Bei der taktischen Gesprächsvorbereitung und der forensischen Befragungstaktik geht es daher um mehrere UND-Faktoren. Je mehr dieser UND-Faktoren zusammenkommen, umso mehr potenzieren diese ihre Wirkung. Zwei wichtige Faktoren bei der taktischen Gesprächsvorbereitung sind daher Vorermittlungsrecherchen (z.B. Internet, Personalakte, Befragungen von Auskunftspersonen etc.) UND Beweismittelerhebungen.
Ein weiterer UND-Faktor ist die Charaktermerkmaleinschätzung.
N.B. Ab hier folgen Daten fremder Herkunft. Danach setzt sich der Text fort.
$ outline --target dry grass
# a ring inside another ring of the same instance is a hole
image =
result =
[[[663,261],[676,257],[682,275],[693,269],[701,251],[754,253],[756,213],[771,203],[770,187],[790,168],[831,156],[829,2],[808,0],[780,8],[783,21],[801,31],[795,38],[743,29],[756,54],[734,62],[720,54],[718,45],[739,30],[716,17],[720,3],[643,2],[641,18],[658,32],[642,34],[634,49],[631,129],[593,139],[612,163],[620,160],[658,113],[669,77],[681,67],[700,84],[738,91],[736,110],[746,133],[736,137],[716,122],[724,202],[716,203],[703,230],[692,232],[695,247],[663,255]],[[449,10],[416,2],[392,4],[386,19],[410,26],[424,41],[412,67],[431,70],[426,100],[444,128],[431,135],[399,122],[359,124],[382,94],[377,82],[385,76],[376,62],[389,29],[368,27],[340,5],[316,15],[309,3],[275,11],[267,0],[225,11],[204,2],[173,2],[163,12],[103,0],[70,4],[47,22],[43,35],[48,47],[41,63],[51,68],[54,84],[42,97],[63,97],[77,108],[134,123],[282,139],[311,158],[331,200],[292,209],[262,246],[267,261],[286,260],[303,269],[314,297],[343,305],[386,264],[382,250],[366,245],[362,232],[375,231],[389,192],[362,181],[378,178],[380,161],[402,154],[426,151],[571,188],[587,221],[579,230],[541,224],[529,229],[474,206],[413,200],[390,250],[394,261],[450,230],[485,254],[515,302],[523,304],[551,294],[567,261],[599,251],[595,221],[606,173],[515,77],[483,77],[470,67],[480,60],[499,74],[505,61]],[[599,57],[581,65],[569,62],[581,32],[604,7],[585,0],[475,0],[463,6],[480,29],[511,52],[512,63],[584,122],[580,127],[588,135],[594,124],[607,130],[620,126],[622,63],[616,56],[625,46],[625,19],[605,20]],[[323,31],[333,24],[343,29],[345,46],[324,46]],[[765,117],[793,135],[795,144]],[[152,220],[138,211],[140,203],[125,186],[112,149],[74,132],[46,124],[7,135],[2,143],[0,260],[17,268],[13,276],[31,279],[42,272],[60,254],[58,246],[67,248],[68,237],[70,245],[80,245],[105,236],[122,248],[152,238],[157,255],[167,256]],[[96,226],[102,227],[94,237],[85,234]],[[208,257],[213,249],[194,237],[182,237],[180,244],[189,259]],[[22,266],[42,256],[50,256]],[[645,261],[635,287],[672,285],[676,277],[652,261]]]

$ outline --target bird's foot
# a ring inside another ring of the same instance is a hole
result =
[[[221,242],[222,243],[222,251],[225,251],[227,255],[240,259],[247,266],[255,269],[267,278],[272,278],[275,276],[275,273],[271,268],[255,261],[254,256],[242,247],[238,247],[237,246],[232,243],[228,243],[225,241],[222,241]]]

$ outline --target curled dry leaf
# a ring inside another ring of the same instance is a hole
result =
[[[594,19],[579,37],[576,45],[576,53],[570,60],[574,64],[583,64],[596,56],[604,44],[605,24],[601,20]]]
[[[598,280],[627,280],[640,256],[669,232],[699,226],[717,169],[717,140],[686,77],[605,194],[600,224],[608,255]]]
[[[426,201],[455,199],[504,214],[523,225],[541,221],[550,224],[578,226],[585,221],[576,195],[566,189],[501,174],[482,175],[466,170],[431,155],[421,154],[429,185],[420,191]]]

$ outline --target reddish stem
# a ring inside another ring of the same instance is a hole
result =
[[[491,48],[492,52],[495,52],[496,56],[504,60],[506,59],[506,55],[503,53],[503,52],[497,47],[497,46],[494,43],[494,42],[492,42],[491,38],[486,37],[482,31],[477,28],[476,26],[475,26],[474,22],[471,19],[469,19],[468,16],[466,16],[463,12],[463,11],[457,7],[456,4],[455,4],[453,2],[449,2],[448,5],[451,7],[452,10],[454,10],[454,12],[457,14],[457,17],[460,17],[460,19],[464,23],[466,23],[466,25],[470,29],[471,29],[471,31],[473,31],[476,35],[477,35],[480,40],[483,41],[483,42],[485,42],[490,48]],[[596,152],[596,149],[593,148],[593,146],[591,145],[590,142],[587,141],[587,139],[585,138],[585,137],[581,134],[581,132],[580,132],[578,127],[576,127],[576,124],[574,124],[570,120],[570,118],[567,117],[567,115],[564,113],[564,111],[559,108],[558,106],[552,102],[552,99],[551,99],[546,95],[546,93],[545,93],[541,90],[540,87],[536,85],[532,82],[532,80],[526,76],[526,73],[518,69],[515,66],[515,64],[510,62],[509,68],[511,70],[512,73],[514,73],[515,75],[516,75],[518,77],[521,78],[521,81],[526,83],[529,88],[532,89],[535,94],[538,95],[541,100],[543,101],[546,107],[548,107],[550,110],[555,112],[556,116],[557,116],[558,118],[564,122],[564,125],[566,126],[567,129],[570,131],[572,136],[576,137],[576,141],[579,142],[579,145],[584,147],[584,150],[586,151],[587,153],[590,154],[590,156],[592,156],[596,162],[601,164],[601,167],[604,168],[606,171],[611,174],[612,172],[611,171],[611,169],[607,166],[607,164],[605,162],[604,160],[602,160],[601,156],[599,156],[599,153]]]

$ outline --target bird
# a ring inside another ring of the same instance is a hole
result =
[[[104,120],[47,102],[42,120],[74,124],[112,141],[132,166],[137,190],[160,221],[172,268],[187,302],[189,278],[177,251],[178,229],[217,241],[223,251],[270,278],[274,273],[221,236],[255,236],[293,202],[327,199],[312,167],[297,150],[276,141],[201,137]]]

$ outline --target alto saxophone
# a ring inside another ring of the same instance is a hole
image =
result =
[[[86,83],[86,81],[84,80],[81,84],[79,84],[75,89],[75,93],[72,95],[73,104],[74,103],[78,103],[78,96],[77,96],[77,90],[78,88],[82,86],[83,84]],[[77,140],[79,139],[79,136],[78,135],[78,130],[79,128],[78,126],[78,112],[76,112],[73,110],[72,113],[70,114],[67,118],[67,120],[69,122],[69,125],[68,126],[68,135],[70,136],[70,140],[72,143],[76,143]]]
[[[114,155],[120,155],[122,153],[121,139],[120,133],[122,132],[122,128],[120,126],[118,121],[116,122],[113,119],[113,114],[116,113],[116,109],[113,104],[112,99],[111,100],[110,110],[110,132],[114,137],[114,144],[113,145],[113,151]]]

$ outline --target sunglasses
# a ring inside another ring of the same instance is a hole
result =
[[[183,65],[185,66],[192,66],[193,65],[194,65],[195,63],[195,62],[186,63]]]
Vorausgesetzt, dass diese fundiert zustande kommt, lassen sich wahrscheinliche Verhaltens- und Argumentationsweisen während der Befragung im Voraus einschätzen und bei der Gesprächsvorbereitung berücksichtigen.
Zunächst einmal ist bei der Gesprächsvorbereitung zu differenzieren, um welche Art von Gespräch es sich handelt, wer der Gesprächspartner ist und welche Ziele erreicht werden sollen. Naturgemäß läuft die Vorbereitung einer schwierigen Verhandlung anders ab, als die Vorbereitung auf ein Bewerbergespräch.
Vorermittlungsrecherchen anstellen
Trotzdem sind die Prinzipien immer die gleichen, nur die Methoden zur Umsetzung der Prinzipien differieren einzelfallbezogen. So stellen zum Beispiel Vorermittlungsrecherchen über den Gesprächspartner in nahezu allen Gesprächssituationen wertvolle Hilfen dar, egal ob es sich um Bewerbergespräche, schwierige Verhandlungen, Fraudgespräche oder Konfliktgespräche handelt.
Gesprächsleitfaden erstellen
Ein wichtiger weiterer Punkt ist die Erstellung eines einzelfallbezogenen Gesprächsleitfadens. Gerade erfahrene Interviewer und Befrager machen oft den Fehler, diesen als entbehrlich zu erachten. Der Gesprächsleitfaden verfolgt jedoch viele wichtige Aufgaben. Eine dieser Aufgaben ist natürlich, nichts wichtiges zu vergessen und eine andere, stets den roten Faden beizubehalten und das Gespräch so besser führen, steuern und dominieren zu können.
Persönliche Wahrnehmung
Doch es gibt noch einige weitere wichtige Punkte und ein ganz wesentlicher betrifft die persönliche Wahrnehmung. Jedes Mal wenn Sie nachdenken müssen, welche Fragen Sie dem Gesprächspartner als nächstes stellen oder welche Antworten Sie dem Gesprächspartner auf dessen Fragen entgegnen, sind Sie mit sich selbst beschäftigt und Ihr Wahrnehmungsfokus schwankt unvermeidlich von Ihrem Gesprächspartner weg auf Sie selbst.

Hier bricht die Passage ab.